Centers associated ICMM
Chromosomal instability is an underlying cause of several age-related disorders, including cancer and neurodegenerative diseases. Changes in chromosome number and structure can be triggered not only by DNA damaging agents, but also by intrinsically unstable regions of the human genome itself - which we term the ‘enemies within’ the genome.
The overarching goal of the CCS is to functionally annotate these ‘enemies within’, and determine how they contribute to tissue ageing, limit cell immortality and trigger pathological conditions.
The Center for Gene Expression studies the multiple aspects of gene expression in an integrated manner by bringing together laboratories that span the range of subjects encompassing the process.
Gene expression is the highly conserved pathway used to selectively decipher the coded messages in our DNA. It is essential for making and sustaining cells capable of responding to differentiation cues, stimuli, and insults. Decoding of our DNA occurs via two distinct processes, transcription and translation. The RNA transcripts are initially made as pre-mRNAs which are then processed further, such as by the removal of untranslatable regions of RNA by ‘splicing’. The final product, mRNA, encodes information not only for the synthesis of proteins, but also for regulation. Despite decades of research into gene expression, our understanding of the proofreading processes and feedback loops ensuring that the ‘translation of our DNA’ is coordinated and precise, remains poorly understood. In short, a holistic view of the process is lacking.
The Center comprises a wide range of expertise and skills within its research programs spanning disease systems biology, proteomics, high throughput protein production and characterisation, chemical biology, disease biology, and protein therapeutics.
The centre contributes to the progress of translational research within medicine and provides fundamental insights which can be used to promote drug discovery and development.
More detailed descriptions of the research conducted at Novo Nordisk Foundation Center for Protein Research see the
Center for Protein Research (CPR) - homepage
Previous Centers
The research in Center for Healthy Aging focuses on how more people can get a healthy life and a healthy aging. The research is interdisciplinary and looks at aging and aging processes from cells to society. The research will provide knowledge which can form the basis for new approaches to prevention and health promotion for the benefit of the individual, family and community health economics.
The focus of research in the group affiliated to ICMM is Basic research into cells and genes. It is important for understanding how we decline throughout life and become more liable to disease. Having this knowledge means, we might be able to postpone the point in life at which illnesses associated with old age typically occur, and thus give many people more years of high quality life.
Center for Healthy Aging (CEHA) existed from 2009-2024.
In response to the critical and increasing worldwide threat to human health posed by emergence of bacterial resistance to currently used antibiotics, it is the vision to establish a knowledge and technology platform for discovery of novel antibiotics against multi-resistant Gram-negative bacteria that is able to keep pace with continuing resistance development.
The strategy focuses on peptide-based antibiotics by exploiting unleashed advantages of peptides that interact with the bacterial envelope and by elucidating their mechanism of action.
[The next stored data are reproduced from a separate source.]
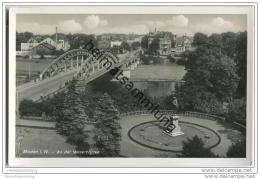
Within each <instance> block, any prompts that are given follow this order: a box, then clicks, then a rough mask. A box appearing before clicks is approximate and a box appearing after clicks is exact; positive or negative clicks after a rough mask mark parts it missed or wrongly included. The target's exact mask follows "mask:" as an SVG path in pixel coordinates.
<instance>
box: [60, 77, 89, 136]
mask: <svg viewBox="0 0 260 179" xmlns="http://www.w3.org/2000/svg"><path fill="white" fill-rule="evenodd" d="M76 83H77V81H76V80H72V81H71V82H70V83H69V85H68V89H67V92H66V96H65V99H64V102H63V103H62V104H60V105H59V106H57V108H56V115H57V116H56V128H57V130H58V132H59V133H61V134H63V135H66V136H70V137H73V136H75V135H77V134H82V133H83V129H84V124H85V121H86V120H87V119H88V116H87V115H86V113H85V111H84V106H83V105H82V102H81V99H80V97H79V94H78V93H77V92H76Z"/></svg>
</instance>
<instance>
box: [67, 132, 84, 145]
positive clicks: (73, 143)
mask: <svg viewBox="0 0 260 179" xmlns="http://www.w3.org/2000/svg"><path fill="white" fill-rule="evenodd" d="M85 138H86V136H84V135H83V134H76V135H70V136H69V137H68V138H67V142H68V143H69V144H74V145H81V144H83V143H84V139H85Z"/></svg>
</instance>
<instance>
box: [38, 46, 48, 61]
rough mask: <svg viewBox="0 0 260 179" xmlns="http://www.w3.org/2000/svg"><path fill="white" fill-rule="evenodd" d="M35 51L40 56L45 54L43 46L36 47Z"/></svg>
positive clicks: (43, 57)
mask: <svg viewBox="0 0 260 179" xmlns="http://www.w3.org/2000/svg"><path fill="white" fill-rule="evenodd" d="M36 53H37V54H38V55H40V58H42V59H43V58H44V55H47V53H48V52H47V50H46V49H44V48H37V49H36Z"/></svg>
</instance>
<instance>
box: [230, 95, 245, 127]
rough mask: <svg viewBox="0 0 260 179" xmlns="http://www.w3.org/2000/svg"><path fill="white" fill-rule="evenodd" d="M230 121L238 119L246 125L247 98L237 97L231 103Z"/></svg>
mask: <svg viewBox="0 0 260 179" xmlns="http://www.w3.org/2000/svg"><path fill="white" fill-rule="evenodd" d="M228 109H229V110H228V115H227V120H228V121H236V122H238V123H241V124H243V125H246V100H245V98H241V99H235V100H233V101H232V102H231V103H229V107H228Z"/></svg>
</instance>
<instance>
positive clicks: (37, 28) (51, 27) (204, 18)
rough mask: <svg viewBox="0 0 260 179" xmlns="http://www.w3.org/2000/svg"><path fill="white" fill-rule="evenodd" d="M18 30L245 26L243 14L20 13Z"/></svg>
mask: <svg viewBox="0 0 260 179" xmlns="http://www.w3.org/2000/svg"><path fill="white" fill-rule="evenodd" d="M16 20H17V21H16V29H17V32H26V31H27V32H32V33H34V34H54V33H55V27H56V26H57V27H58V32H61V33H65V34H68V33H72V34H73V33H86V34H96V35H98V34H102V33H124V34H129V33H135V34H146V33H148V32H153V31H155V28H156V30H157V31H169V32H172V33H174V34H177V35H184V34H186V35H193V34H195V33H196V32H203V33H206V34H208V35H210V34H212V33H222V32H229V31H231V32H239V31H245V30H246V24H247V22H246V15H242V14H17V17H16Z"/></svg>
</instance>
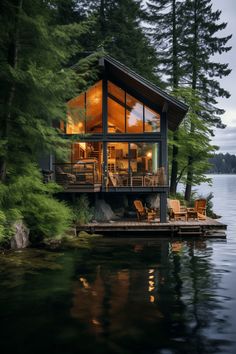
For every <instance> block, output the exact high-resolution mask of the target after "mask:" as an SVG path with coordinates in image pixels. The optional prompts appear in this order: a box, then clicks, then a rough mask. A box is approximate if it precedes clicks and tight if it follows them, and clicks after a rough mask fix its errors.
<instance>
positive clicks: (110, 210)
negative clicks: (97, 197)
mask: <svg viewBox="0 0 236 354" xmlns="http://www.w3.org/2000/svg"><path fill="white" fill-rule="evenodd" d="M94 214H95V215H94V216H95V220H97V221H110V220H118V219H119V217H117V216H116V215H115V214H114V212H113V211H112V209H111V207H110V205H109V204H107V203H106V202H105V200H103V199H98V200H97V201H96V203H95V213H94Z"/></svg>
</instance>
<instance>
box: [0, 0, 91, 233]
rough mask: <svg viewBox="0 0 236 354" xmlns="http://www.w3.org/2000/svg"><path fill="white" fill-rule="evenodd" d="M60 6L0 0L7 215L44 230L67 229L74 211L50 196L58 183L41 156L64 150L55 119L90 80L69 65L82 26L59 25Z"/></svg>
mask: <svg viewBox="0 0 236 354" xmlns="http://www.w3.org/2000/svg"><path fill="white" fill-rule="evenodd" d="M57 3H58V1H57ZM56 11H57V8H56V7H55V6H52V3H51V2H50V1H40V0H34V1H33V0H8V1H4V2H1V3H0V16H1V17H0V24H1V25H0V26H1V31H0V46H1V50H0V62H1V66H0V82H1V84H0V138H1V145H0V208H1V209H2V210H3V211H4V213H5V219H4V218H2V220H3V219H4V220H5V221H4V225H9V224H11V223H12V221H13V220H14V218H23V219H24V220H25V221H26V222H27V224H28V226H30V228H31V230H33V231H34V232H35V233H37V232H38V235H42V236H50V235H51V236H55V235H58V233H60V232H63V231H64V230H65V228H66V227H67V226H68V223H69V221H70V219H71V215H72V213H71V212H69V210H68V208H67V207H66V206H65V205H64V204H62V203H59V202H58V201H56V200H55V199H54V198H53V193H55V192H56V191H58V187H57V186H56V185H54V184H49V185H44V184H43V182H42V176H41V174H40V173H39V166H38V159H39V157H40V155H41V154H42V153H54V154H55V155H59V156H65V155H66V154H67V144H68V143H67V142H66V140H64V139H62V138H61V137H60V135H59V134H58V132H57V130H56V129H55V128H53V125H54V122H55V121H59V120H60V119H63V118H64V117H65V112H66V101H67V100H68V99H70V98H71V97H73V96H74V95H75V94H76V92H79V90H80V89H81V88H82V87H84V86H86V84H87V80H86V75H85V76H84V75H78V74H77V73H76V72H75V71H74V70H73V69H71V68H70V67H68V62H69V61H70V59H71V56H74V55H75V53H76V46H73V45H71V43H74V42H76V41H78V38H79V36H80V35H81V33H84V31H85V30H84V28H83V26H82V27H81V25H80V24H79V23H74V24H68V25H64V26H59V25H58V24H57V23H56V21H55V18H56V16H55V13H56ZM79 49H80V47H79ZM77 50H78V49H77ZM60 214H61V215H60ZM63 215H64V216H63ZM45 220H46V221H45Z"/></svg>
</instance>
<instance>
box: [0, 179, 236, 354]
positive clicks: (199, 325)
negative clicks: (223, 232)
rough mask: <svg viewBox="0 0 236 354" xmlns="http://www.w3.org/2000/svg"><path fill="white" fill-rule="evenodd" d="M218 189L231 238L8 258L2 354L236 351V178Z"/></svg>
mask: <svg viewBox="0 0 236 354" xmlns="http://www.w3.org/2000/svg"><path fill="white" fill-rule="evenodd" d="M211 189H212V191H213V193H214V196H215V197H214V209H215V212H216V213H217V214H219V215H222V221H223V222H225V223H227V224H228V232H227V236H228V237H227V241H222V240H221V241H220V240H209V241H201V240H198V241H197V240H190V241H183V242H180V241H178V240H168V239H164V240H162V241H161V240H156V241H155V240H153V239H152V240H142V239H132V240H127V239H124V240H110V239H109V240H107V239H100V240H98V241H96V245H95V247H93V248H92V249H83V250H74V251H67V252H60V253H57V252H43V251H39V250H36V251H35V250H27V251H24V252H17V253H16V254H13V255H11V256H7V257H6V256H4V255H3V256H0V326H1V330H0V337H1V341H0V348H1V349H0V350H1V353H3V354H8V353H11V354H13V353H14V354H17V353H20V354H28V353H31V354H35V353H36V354H37V353H41V354H42V353H44V354H45V353H50V354H54V353H56V354H74V353H78V354H84V353H96V354H97V353H98V354H100V353H104V354H108V353H109V354H113V353H114V354H115V353H117V354H132V353H135V354H157V353H160V354H170V353H188V354H189V353H203V354H204V353H223V354H228V353H232V354H233V353H236V342H235V340H236V242H235V239H236V202H235V201H236V176H226V175H220V176H214V177H213V186H212V188H211ZM200 191H201V193H203V194H207V193H208V192H209V187H207V186H204V185H203V186H201V188H200Z"/></svg>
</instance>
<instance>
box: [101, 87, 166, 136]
mask: <svg viewBox="0 0 236 354" xmlns="http://www.w3.org/2000/svg"><path fill="white" fill-rule="evenodd" d="M107 106H108V133H136V134H137V133H138V134H141V133H143V132H146V133H154V132H159V131H160V115H159V114H158V113H157V112H155V111H154V110H152V109H150V108H148V107H147V106H145V105H144V104H143V103H142V102H140V101H139V100H137V99H136V98H135V97H133V96H131V95H130V94H128V93H126V92H125V91H124V90H122V89H121V88H120V87H118V86H117V85H115V84H113V83H112V82H110V81H108V102H107Z"/></svg>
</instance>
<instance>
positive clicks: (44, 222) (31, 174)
mask: <svg viewBox="0 0 236 354" xmlns="http://www.w3.org/2000/svg"><path fill="white" fill-rule="evenodd" d="M58 191H60V187H58V186H57V185H56V184H55V183H48V184H43V182H42V176H41V173H40V171H39V170H38V168H37V166H36V165H33V164H30V165H27V166H25V167H24V171H23V172H22V174H21V175H16V174H14V173H12V176H10V178H9V180H8V184H4V185H3V184H1V185H0V209H1V210H2V212H1V215H0V235H1V236H0V237H1V239H2V240H3V239H4V241H5V240H6V239H9V238H10V236H11V235H12V229H11V227H12V225H13V223H14V222H15V221H16V220H19V219H23V220H24V222H25V223H26V225H27V226H28V227H29V229H30V236H33V240H38V239H43V238H55V237H59V236H63V235H64V233H65V232H66V230H67V229H68V228H69V227H70V225H71V223H72V220H73V211H72V209H71V208H69V206H67V205H66V204H65V203H63V202H59V201H58V200H57V199H55V197H54V194H55V193H56V192H58Z"/></svg>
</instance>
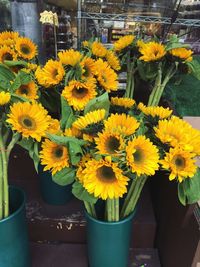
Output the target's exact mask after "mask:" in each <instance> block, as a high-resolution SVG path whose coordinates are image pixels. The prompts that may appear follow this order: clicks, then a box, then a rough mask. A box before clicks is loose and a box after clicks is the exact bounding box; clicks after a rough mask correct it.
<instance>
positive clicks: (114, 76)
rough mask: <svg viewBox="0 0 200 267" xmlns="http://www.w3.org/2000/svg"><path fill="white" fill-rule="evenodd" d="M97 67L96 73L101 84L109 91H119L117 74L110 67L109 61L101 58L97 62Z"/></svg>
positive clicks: (112, 69) (95, 66) (96, 65)
mask: <svg viewBox="0 0 200 267" xmlns="http://www.w3.org/2000/svg"><path fill="white" fill-rule="evenodd" d="M95 67H96V69H97V72H96V75H97V80H98V82H99V84H100V85H101V86H102V87H103V88H104V89H105V90H106V91H107V92H108V93H109V92H110V91H117V89H118V81H117V74H116V73H115V71H114V70H113V69H111V68H110V66H109V65H108V63H107V62H104V61H103V60H102V59H99V60H97V61H96V62H95Z"/></svg>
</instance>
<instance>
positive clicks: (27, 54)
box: [15, 37, 37, 60]
mask: <svg viewBox="0 0 200 267" xmlns="http://www.w3.org/2000/svg"><path fill="white" fill-rule="evenodd" d="M15 49H16V51H17V52H18V55H19V56H20V57H22V58H24V59H29V60H30V59H33V58H34V57H35V56H36V55H37V46H36V45H35V44H34V43H33V42H32V41H31V40H30V39H29V38H26V37H19V38H18V39H17V40H16V44H15Z"/></svg>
In particular, an antisense antibacterial approach as well as discovery of peptide-based adjuvant antibiotics and novel peptide carriers for efficient bacterial delivery is pursued.
Center for Peptide-Based Antibiotics (Cepan) existed from 2017-2024.
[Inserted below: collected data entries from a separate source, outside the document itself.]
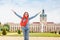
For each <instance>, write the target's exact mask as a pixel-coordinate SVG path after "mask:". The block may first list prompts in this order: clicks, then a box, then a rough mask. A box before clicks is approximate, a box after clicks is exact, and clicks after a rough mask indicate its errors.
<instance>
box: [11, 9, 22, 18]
mask: <svg viewBox="0 0 60 40" xmlns="http://www.w3.org/2000/svg"><path fill="white" fill-rule="evenodd" d="M12 11H13V10H12ZM13 12H14V14H15V15H16V16H18V17H19V18H22V17H21V16H20V15H18V14H17V13H16V12H15V11H13Z"/></svg>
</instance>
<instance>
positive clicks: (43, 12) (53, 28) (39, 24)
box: [9, 10, 60, 32]
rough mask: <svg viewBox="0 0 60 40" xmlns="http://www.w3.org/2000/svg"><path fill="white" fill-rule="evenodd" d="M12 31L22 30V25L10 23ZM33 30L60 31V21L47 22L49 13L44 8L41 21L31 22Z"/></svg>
mask: <svg viewBox="0 0 60 40" xmlns="http://www.w3.org/2000/svg"><path fill="white" fill-rule="evenodd" d="M9 25H10V31H17V30H21V26H20V25H19V24H16V23H9ZM29 27H30V31H31V32H55V31H56V32H58V31H60V23H58V24H57V23H54V22H47V15H46V14H45V12H44V10H42V14H40V22H33V23H31V24H30V26H29Z"/></svg>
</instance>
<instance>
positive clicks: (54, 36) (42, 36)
mask: <svg viewBox="0 0 60 40" xmlns="http://www.w3.org/2000/svg"><path fill="white" fill-rule="evenodd" d="M29 35H30V37H60V34H55V33H29ZM0 36H3V35H2V32H0ZM6 36H23V33H21V34H18V33H17V32H7V35H6Z"/></svg>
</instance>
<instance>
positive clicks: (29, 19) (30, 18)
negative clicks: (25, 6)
mask: <svg viewBox="0 0 60 40" xmlns="http://www.w3.org/2000/svg"><path fill="white" fill-rule="evenodd" d="M38 14H39V13H37V14H35V15H34V16H32V17H30V18H29V20H31V19H33V18H35V17H36V16H37V15H38Z"/></svg>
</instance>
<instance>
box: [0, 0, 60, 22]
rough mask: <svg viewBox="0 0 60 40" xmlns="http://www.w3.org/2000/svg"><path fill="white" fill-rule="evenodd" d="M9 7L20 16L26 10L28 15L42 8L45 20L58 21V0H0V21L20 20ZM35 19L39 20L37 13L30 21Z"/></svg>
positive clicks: (38, 11) (59, 21)
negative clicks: (44, 16) (12, 9)
mask: <svg viewBox="0 0 60 40" xmlns="http://www.w3.org/2000/svg"><path fill="white" fill-rule="evenodd" d="M11 9H13V10H14V11H16V12H17V13H18V14H19V15H21V16H22V15H23V13H24V12H25V11H27V12H29V15H30V17H31V16H33V15H35V14H36V13H38V12H39V11H41V10H42V9H44V10H45V13H46V14H47V21H50V22H55V23H60V0H0V22H2V23H6V22H14V23H19V22H20V18H18V17H17V16H16V15H14V13H13V12H12V11H11ZM36 19H37V20H36ZM35 21H36V22H39V21H40V17H39V15H38V16H37V17H36V18H34V19H32V20H31V21H30V22H35Z"/></svg>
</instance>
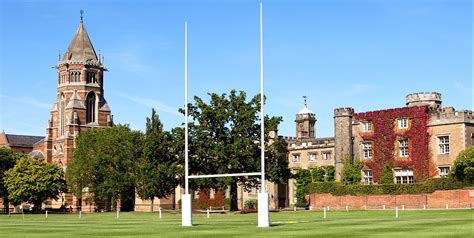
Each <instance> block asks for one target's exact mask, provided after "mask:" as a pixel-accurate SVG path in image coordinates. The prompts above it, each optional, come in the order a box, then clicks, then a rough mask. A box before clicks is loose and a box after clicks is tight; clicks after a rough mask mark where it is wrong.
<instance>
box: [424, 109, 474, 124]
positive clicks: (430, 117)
mask: <svg viewBox="0 0 474 238" xmlns="http://www.w3.org/2000/svg"><path fill="white" fill-rule="evenodd" d="M457 123H474V112H473V111H470V110H463V111H454V110H442V111H436V112H432V113H430V123H429V125H430V126H435V125H445V124H457Z"/></svg>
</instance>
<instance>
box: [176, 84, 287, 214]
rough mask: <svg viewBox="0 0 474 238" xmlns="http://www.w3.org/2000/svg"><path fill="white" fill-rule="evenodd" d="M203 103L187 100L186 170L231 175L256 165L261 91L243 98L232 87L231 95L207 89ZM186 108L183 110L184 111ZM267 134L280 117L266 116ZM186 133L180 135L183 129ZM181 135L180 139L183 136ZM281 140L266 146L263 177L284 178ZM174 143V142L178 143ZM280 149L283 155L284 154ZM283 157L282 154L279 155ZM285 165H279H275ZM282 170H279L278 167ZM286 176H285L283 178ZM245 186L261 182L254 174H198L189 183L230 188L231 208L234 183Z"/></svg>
mask: <svg viewBox="0 0 474 238" xmlns="http://www.w3.org/2000/svg"><path fill="white" fill-rule="evenodd" d="M209 96H210V101H209V102H208V103H207V102H205V101H204V100H202V99H201V98H199V97H194V100H195V103H194V104H190V105H188V108H189V115H190V116H191V118H192V121H191V122H190V123H189V134H190V140H189V141H190V148H189V149H190V155H191V157H190V173H191V174H229V173H245V172H255V171H259V170H260V153H261V151H260V144H259V143H258V142H259V141H260V120H259V112H260V96H259V95H256V96H255V97H253V98H252V99H251V100H249V101H247V95H246V93H245V92H242V91H240V92H237V91H235V90H232V91H231V92H230V94H229V95H226V94H222V95H218V94H215V93H210V94H209ZM182 112H184V110H182ZM264 121H265V126H266V127H265V128H266V130H265V138H266V143H267V144H268V142H269V132H270V131H276V129H277V126H278V124H279V123H280V122H281V121H282V119H281V117H271V118H270V117H268V116H266V117H265V120H264ZM183 135H184V134H183ZM176 139H179V140H180V141H181V142H182V139H180V138H176ZM281 143H282V142H281V141H277V142H276V145H275V147H273V148H272V147H267V151H268V153H267V157H266V159H267V160H268V161H269V162H268V165H267V166H268V167H267V169H268V170H269V171H270V173H268V174H267V179H269V180H270V181H273V180H274V181H285V178H284V177H286V176H289V170H288V171H286V169H287V166H284V165H285V164H284V163H285V161H286V151H285V149H286V148H283V147H282V146H281V145H282V144H281ZM176 144H177V143H176ZM282 154H284V155H285V156H282ZM283 157H285V158H283ZM280 165H283V166H284V168H283V167H279V166H280ZM279 169H282V170H279ZM286 179H288V178H286ZM238 184H241V185H243V186H244V188H246V189H250V188H251V187H255V186H258V185H259V178H258V177H252V176H251V177H227V178H217V179H200V180H197V181H192V183H190V185H191V187H192V188H200V189H203V188H209V187H212V188H216V187H217V188H227V187H230V194H231V197H230V198H231V210H237V185H238Z"/></svg>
The glycome is considered the third language of life after the genome and the proteome. It comprises the myriad of sugars, also known as the complex carbohydrates, which cover the surface of our proteins and cells.
At Copenhagen Center for Glycomics, researchers strive to understand how changes in the glycome can cause or predict disease. Precise gene editing technologies such as CRISPR/CAS9 are applied to regulate the expression of genes, which encode glycome-producing enzymes, and an array of advanced technologies including mass spectrometry are used to characterize the phenotype of the genetically modified cells. This strategy has been successful in discovering new types and functions of glycosylation in health and disease, and has led to visions of custom-designed cell factories for production of recombinant glycoprotein therapeutics.
Copenhagen Center for Glycomics (CCG) existed from 2008-2022.